-Re: Increasing Ingest Rate
Eric Newton 2013-04-08, 13:31
Hopefully you are using accumulo 1.4.*3*.
A performance issue (ACCUMULO-1062) was found in 1.4.2 when a large number
of clients attempted to update a tablet concurrently.
On Thu, Apr 4, 2013 at 3:26 PM, Jimmy Lin <[EMAIL PROTECTED]> wrote:
> On Thu, Apr 4, 2013 at 2:25 PM, Eric Newton <[EMAIL PROTECTED]> wrote:
>> Have you pre-split your tablet to spread the load out to all the
>> Yes. We are using splits from loading the whole dataset previously.
>> Does the data distribution match your splits?
>> Yes. See above.
>> Is the ingest data already sorted (that is, it always writes to the last
>> No. The data writes to multiple tablets concurrently.
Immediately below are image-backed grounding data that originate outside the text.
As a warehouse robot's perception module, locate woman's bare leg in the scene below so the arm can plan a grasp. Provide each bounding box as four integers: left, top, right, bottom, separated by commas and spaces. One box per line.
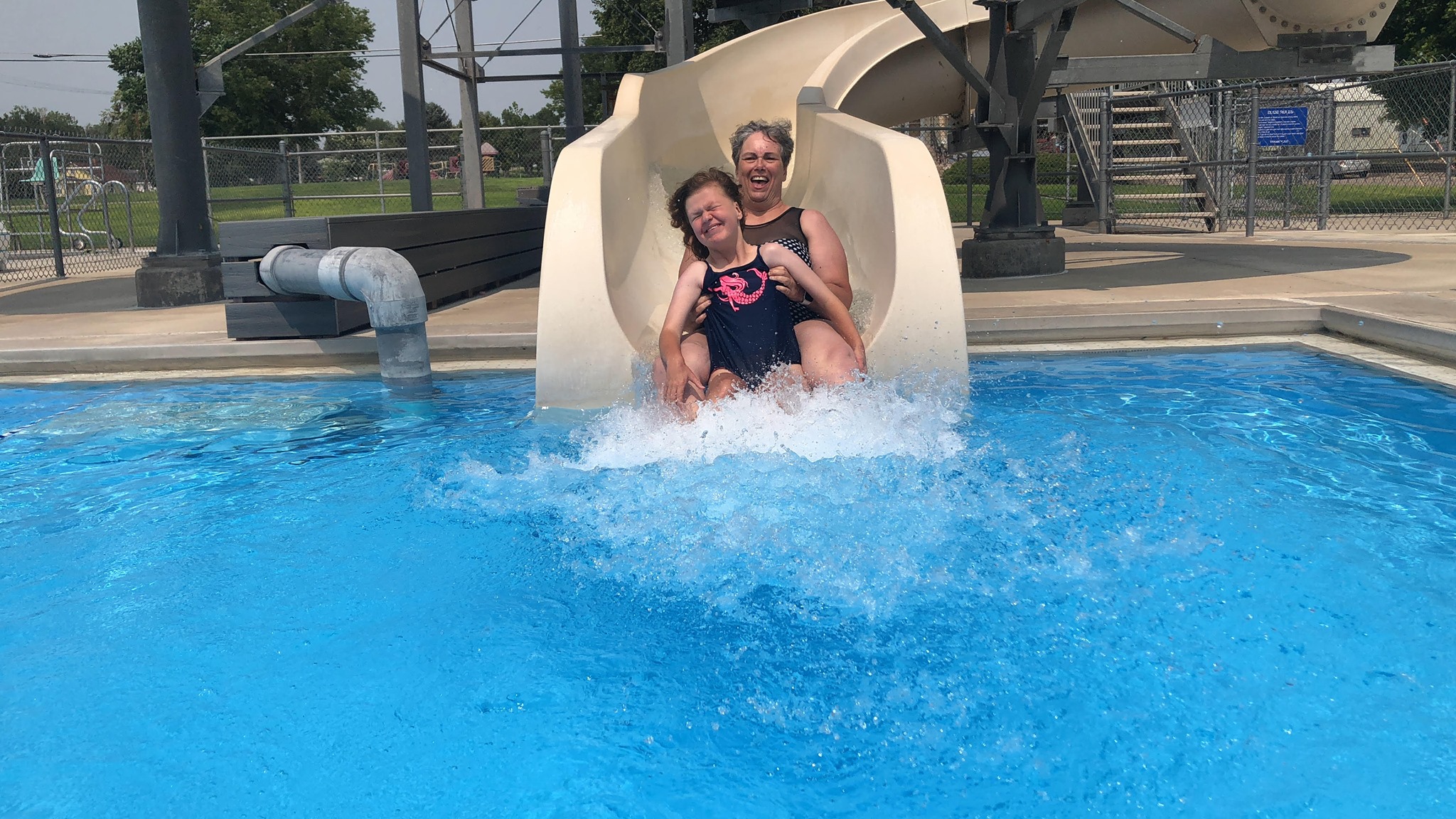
798, 319, 859, 386
653, 332, 710, 390
707, 370, 749, 401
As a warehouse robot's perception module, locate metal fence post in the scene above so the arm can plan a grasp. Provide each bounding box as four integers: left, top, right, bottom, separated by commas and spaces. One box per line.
1098, 86, 1114, 233
374, 131, 386, 213
278, 140, 293, 218
1243, 83, 1260, 236
203, 137, 217, 228
1442, 65, 1456, 218
1316, 90, 1335, 230
39, 137, 65, 279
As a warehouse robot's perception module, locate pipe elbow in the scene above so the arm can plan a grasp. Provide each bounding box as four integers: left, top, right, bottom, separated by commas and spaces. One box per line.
338, 247, 428, 329
257, 245, 428, 329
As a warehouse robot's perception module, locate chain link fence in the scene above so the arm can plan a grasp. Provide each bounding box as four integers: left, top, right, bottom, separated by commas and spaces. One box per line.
203, 125, 567, 222
1049, 63, 1456, 235
0, 131, 160, 282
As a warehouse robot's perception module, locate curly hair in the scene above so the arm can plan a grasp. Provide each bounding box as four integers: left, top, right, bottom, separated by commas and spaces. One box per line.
667, 168, 742, 259
728, 119, 793, 166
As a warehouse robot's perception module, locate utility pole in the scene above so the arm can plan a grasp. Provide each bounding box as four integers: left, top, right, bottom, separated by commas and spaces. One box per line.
135, 0, 223, 308
454, 0, 485, 208
395, 0, 435, 210
556, 0, 587, 144
663, 0, 693, 65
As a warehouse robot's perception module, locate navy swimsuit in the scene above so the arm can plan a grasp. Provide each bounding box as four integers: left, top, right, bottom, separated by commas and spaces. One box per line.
703, 250, 799, 386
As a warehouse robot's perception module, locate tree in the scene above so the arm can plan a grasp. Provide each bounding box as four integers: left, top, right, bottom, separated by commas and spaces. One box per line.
542, 0, 749, 122
0, 105, 82, 134
1370, 0, 1456, 140
1376, 0, 1456, 63
105, 0, 380, 137
481, 102, 562, 176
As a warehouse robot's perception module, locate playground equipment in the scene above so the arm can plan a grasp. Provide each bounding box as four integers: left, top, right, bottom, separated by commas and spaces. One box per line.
536, 0, 1393, 408
0, 140, 137, 257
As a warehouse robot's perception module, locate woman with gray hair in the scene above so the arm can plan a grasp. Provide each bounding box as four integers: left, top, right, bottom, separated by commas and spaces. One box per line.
654, 119, 857, 387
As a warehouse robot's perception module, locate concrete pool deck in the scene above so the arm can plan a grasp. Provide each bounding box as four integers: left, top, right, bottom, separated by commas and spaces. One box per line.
0, 228, 1456, 382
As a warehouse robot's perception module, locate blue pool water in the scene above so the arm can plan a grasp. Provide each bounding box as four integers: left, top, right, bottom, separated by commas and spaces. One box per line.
0, 350, 1456, 818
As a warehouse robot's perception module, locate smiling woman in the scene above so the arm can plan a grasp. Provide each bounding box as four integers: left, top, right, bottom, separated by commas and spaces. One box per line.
654, 119, 860, 385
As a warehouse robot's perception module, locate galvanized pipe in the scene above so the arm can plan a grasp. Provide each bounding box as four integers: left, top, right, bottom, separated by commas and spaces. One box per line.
257, 245, 431, 392
1243, 86, 1260, 236
1442, 65, 1456, 218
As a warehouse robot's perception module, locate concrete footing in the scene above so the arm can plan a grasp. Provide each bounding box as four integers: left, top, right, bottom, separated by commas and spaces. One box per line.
137, 254, 223, 308
1061, 203, 1101, 228
961, 236, 1067, 279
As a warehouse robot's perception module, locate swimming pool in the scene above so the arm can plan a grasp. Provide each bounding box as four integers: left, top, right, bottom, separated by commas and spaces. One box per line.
0, 350, 1456, 818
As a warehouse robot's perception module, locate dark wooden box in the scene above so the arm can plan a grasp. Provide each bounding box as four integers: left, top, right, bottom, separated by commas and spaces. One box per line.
217, 207, 546, 340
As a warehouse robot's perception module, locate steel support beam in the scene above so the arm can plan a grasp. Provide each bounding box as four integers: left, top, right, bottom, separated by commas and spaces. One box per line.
556, 0, 587, 144
1050, 36, 1395, 87
135, 0, 223, 308
453, 0, 485, 208
887, 0, 1009, 125
1113, 0, 1199, 43
196, 0, 342, 112
663, 0, 695, 65
395, 0, 435, 211
429, 46, 661, 60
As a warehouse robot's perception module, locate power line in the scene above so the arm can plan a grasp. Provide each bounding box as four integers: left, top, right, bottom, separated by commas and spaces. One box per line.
0, 80, 112, 96
0, 57, 108, 63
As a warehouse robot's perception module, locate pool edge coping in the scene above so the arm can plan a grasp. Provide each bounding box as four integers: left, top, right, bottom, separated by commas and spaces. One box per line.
9, 300, 1456, 387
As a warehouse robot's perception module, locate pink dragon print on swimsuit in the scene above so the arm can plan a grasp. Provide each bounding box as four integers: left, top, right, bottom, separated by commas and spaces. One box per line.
712, 269, 769, 314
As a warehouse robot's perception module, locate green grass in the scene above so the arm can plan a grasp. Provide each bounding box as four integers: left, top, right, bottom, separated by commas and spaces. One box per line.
4, 176, 542, 251
942, 172, 1445, 222
213, 176, 542, 222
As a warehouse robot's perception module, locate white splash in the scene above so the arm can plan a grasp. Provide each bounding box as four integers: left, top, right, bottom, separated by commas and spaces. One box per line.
572, 382, 965, 469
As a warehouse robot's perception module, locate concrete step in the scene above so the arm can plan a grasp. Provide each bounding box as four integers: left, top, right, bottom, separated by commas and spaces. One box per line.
1113, 171, 1197, 182
1113, 193, 1209, 201
1117, 211, 1219, 222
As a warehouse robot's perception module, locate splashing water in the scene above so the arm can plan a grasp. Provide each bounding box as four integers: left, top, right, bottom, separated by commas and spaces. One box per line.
572, 380, 965, 469
9, 350, 1456, 819
443, 373, 984, 619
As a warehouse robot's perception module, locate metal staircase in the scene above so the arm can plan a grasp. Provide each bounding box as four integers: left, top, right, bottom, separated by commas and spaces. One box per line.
1063, 83, 1219, 232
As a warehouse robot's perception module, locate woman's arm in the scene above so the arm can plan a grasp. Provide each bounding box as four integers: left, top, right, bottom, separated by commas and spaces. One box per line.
677, 247, 710, 332
759, 245, 865, 372
658, 259, 707, 404
799, 210, 855, 310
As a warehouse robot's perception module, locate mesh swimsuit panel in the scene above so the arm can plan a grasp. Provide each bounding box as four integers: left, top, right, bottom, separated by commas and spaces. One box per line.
703, 245, 799, 387
742, 207, 824, 323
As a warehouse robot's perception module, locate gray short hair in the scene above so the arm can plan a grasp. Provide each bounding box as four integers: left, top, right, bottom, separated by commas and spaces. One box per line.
728, 119, 793, 165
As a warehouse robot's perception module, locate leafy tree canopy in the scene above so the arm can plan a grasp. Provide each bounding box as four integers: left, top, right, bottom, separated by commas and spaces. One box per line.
1370, 0, 1456, 132
542, 0, 749, 122
1376, 0, 1456, 63
107, 0, 380, 137
0, 105, 82, 134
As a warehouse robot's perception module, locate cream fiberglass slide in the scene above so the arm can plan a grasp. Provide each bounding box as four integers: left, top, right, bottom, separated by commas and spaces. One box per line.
536, 0, 1395, 408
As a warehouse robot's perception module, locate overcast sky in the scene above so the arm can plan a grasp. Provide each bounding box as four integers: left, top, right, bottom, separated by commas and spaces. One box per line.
0, 0, 609, 124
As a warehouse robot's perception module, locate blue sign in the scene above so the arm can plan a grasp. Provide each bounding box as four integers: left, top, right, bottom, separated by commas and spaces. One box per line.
1260, 108, 1309, 147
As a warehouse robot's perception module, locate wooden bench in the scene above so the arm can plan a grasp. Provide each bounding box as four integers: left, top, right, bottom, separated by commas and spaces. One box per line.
217, 207, 546, 340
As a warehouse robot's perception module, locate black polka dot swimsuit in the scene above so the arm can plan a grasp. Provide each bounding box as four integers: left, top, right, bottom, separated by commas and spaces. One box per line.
703, 247, 799, 386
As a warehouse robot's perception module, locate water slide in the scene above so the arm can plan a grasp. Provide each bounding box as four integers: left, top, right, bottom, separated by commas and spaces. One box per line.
536, 0, 1395, 408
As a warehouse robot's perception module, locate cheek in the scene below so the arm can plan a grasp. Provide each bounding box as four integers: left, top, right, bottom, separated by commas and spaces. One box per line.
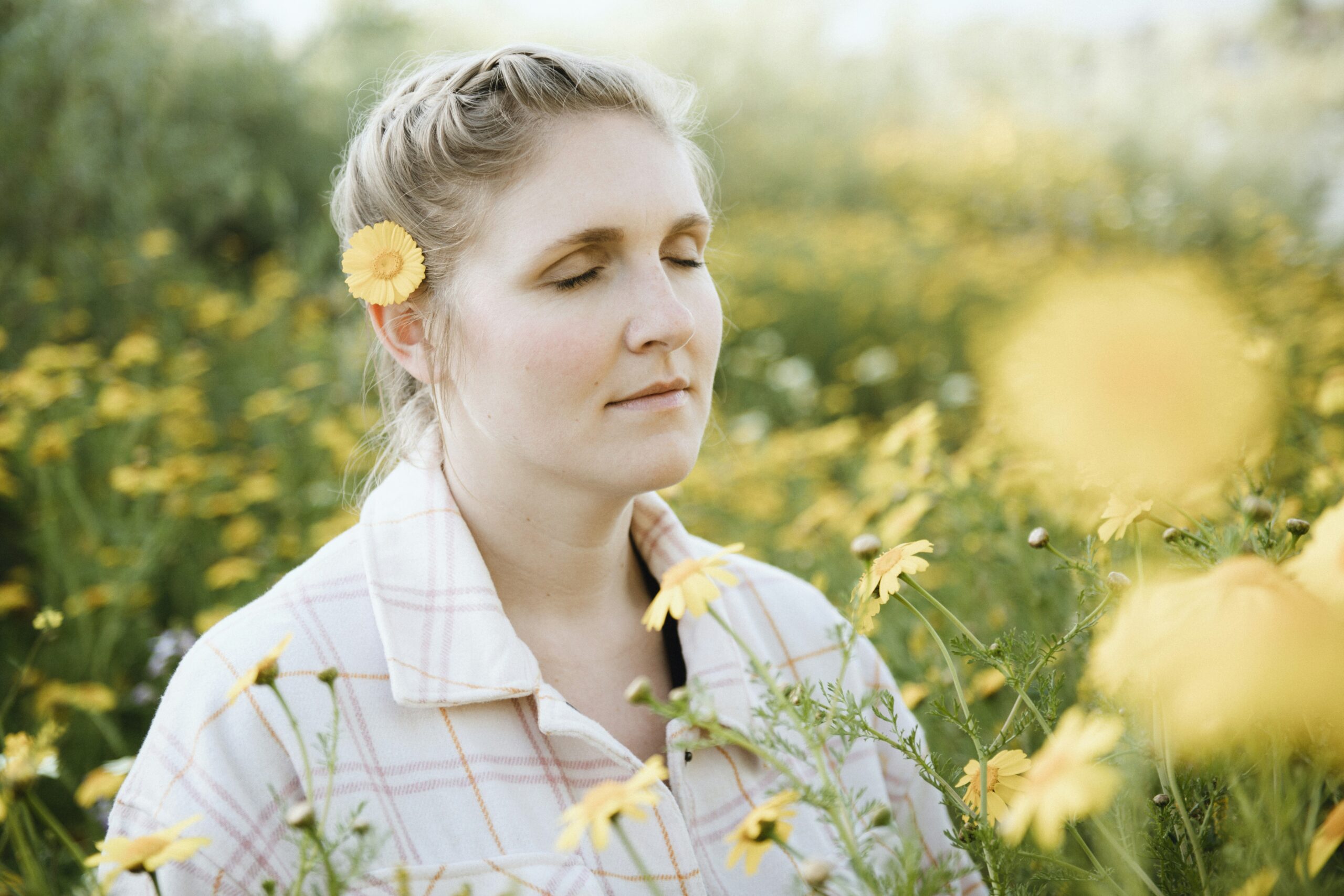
488, 311, 607, 410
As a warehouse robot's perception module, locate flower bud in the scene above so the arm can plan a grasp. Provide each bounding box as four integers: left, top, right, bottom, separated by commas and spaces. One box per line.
285, 799, 313, 827
1242, 494, 1274, 523
849, 532, 881, 563
799, 858, 835, 888
625, 676, 656, 704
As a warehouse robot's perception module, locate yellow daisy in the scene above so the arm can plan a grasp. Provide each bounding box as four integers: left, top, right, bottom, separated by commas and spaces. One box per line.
555, 754, 668, 852
1000, 707, 1125, 849
723, 790, 799, 876
228, 634, 295, 705
859, 539, 933, 603
855, 539, 933, 634
957, 750, 1031, 825
340, 220, 425, 305
1097, 494, 1153, 541
85, 815, 209, 892
641, 541, 743, 631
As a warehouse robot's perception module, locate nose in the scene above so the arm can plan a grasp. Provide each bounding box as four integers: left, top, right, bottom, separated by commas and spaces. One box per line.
625, 259, 695, 352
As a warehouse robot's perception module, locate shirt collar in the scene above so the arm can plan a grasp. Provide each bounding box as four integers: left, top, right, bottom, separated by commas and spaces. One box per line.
359, 433, 751, 731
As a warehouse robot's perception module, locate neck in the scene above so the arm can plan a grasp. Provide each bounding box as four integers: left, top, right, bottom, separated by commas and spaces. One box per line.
442, 454, 649, 627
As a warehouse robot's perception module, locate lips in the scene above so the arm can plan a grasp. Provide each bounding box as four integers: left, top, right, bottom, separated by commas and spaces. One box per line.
609, 376, 691, 404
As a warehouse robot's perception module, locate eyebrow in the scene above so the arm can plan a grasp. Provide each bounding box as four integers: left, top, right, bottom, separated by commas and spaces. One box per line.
542, 211, 713, 255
We set up a queue
>> parameter and divide the data into multiple queues.
>> How much memory and how many threads are you using in your batchwriters?
>> I believe we have 16GB of memory for the Java writer with 18 threads
>> running per server.
>> Check the ingest rates on tablet server monitor page and look for hot
>> There are certain servers that have higher ingest rates, and the server
>> that is busiest changes over time, but the overall ingestion rate will not
>> go up.
>> On Thu, Apr 4, 2013 at 2:01 PM, Jimmy Lin <[EMAIL PROTECTED]> wrote:
>>> I am fairly new to Accumulo and am trying to figure out what is
>>> preventing my system from ingesting data at a faster rate. We have 15 nodes
>>> running a simple Java program that reads and writes to Accumulo and then
>>> indexes some data into Solr. The rate of ingest is not scaling linearly
>>> with the number of nodes that we start up. I have tried increasing several
>>> parameters including:
>>> - limit of file descriptors in linux
>>> - max zookeeper connections
>>> - tserver.memory.maps.max
>>> - tserver_opts memory size
>>> - tserver.mutation_queue.max
>>> - tserver.scan.files.open.max
>>> - tserver.walog.max.size
>>> - tserver.cache.data.size
>>> - tserver.cache.index.size
>>> - hdfs setting for xceivers
>>> No matter what changes we make, we cannot get the ingest rate to go over
>>> 100k entries/s and about 6 Mb/s. I know Accumulo should be able to ingest
>>> faster than this.
>>> Thanks in advance,
>>> Jimmy Lin